The United Kingdom's attorney general, one of the most senior Jewish ministers, has demanded the Reform UK leader to issue an apology to school contemporaries who claim he targeted with racist abuse them during their years in education.
Hermer remarked that Farage had "obviously deeply hurt" many people, judging by their accounts of his actions as a youth. He noted that the politician's "constantly changing" denials had been difficult to believe.
“During his answers to legitimate questions, not once has Farage genuinely condemned antisemitism,” Hermer told a publication.
Fresh Claims Come to Light
A series of inquiries last month outlined the accounts of over a dozen one-time schoolmates of Farage from a private college.
One, a former pupil, said that a 13-year-old Farage "came up to me and growl: ‘The Nazi leader was correct’ or ‘send them to the gas chambers’, at times making a long hiss to mimic the sound of the Nazi gas chambers”.
Another pupil from an ethnic minority stated that when he was about nine, he was similarly targeted by a 17-year-old Farage.
“He walked up to a pupil with two tall mates and spoke to anyone looking ‘unusual’,” the person said. “That included me on three separate times; questioning me where I was from, and motioning, saying: ‘That's how you get back,’ to any place you answered you were from.”
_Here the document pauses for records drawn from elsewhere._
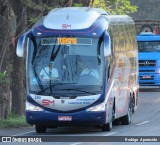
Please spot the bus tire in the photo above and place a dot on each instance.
(126, 120)
(107, 127)
(40, 129)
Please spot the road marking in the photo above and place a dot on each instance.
(144, 122)
(76, 143)
(108, 134)
(24, 133)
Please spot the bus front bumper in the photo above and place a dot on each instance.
(64, 119)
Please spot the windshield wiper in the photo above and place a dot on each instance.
(77, 89)
(51, 86)
(38, 79)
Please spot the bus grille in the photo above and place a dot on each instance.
(147, 62)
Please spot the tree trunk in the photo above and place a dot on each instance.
(5, 69)
(18, 90)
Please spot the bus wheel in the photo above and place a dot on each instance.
(126, 120)
(40, 128)
(107, 127)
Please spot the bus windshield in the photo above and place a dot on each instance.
(65, 65)
(149, 46)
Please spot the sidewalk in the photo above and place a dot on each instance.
(16, 131)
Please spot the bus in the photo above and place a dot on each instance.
(93, 56)
(149, 52)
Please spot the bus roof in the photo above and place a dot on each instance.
(150, 37)
(73, 17)
(119, 19)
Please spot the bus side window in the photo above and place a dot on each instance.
(109, 69)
After the story broke, additional individuals have come forward; around two dozen people have now stated they were either targets of or witnesses to highly inappropriate conduct by Farage.
The alleged events they described cover the period when Farage was aged a teenager.
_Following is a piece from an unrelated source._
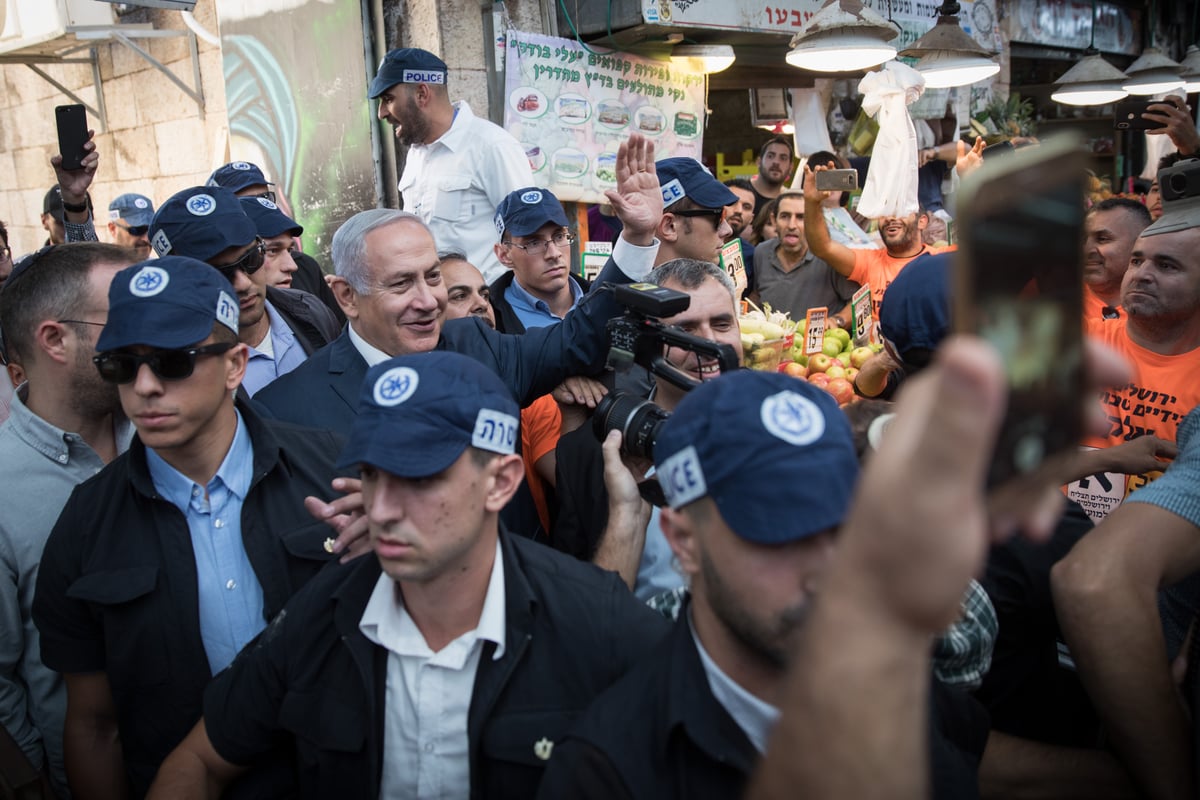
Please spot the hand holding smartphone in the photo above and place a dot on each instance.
(72, 125)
Denials and Shifting Positions
The Reform leader has denied that anything he did was "explicitly" racist or antisemitic, and has asserted the accusers were being untruthful.
Commentators have pointed out that Farage has neglected to condemn antisemitism and other forms of racism more broadly in his denials.
They also reference his inability to reprimand a fellow Reform MP, Sarah Pochin, after she complained about the number of black and brown people she saw in television commercials. She later said sorry for the comments.
“Nigel Farage’s constantly changing story about his behaviour to his Jewish classmates [is] hard to believe, to say the least,” Hermer commented.
He went on to say: “Claiming that two dozen individuals have all misremembered the same things about his hurtful behaviour simply is not believable."
Demand for Accountability
“If he aspires to be seen as a legitimate candidate for the top job, he has to acknowledge the anxieties of the Jewish people, and apologise to the many people he has clearly deeply hurt by his behaviour,” Hermer concluded.
“Prejudice in all its forms is anathema to the principles of this country and we cannot allow it to ever become legitimised in public life.”
In a different discussion, Rachel Reeves said Farage should “speak out” if he wanted to look like a genuine leader.
“It says a lot how very little he has to say, and the guarded phrasing that both you and I would identify as being written in a particular way to say something, but also not to say something,” she remarked.
Legal Letters and Later Statements
In lawyers' communications before the publication of the report, Farage’s lawyers claimed that “the implication that Mr Farage ever took part in, approved of, or led such conduct is categorically denied”.
Farage later seemingly shifted his stance in an interview, stating: “Have I said things decades ago that you could interpret as being teenage humour, you could interpret in a modern light today in some way? Possibly.”
He commented that he had “not ever purposely really tried to go and hurt anybody”. Farage subsequently released a fresh denial: “I can tell you categorically that I did not say the things that have been published when I was 13, decades in the past.”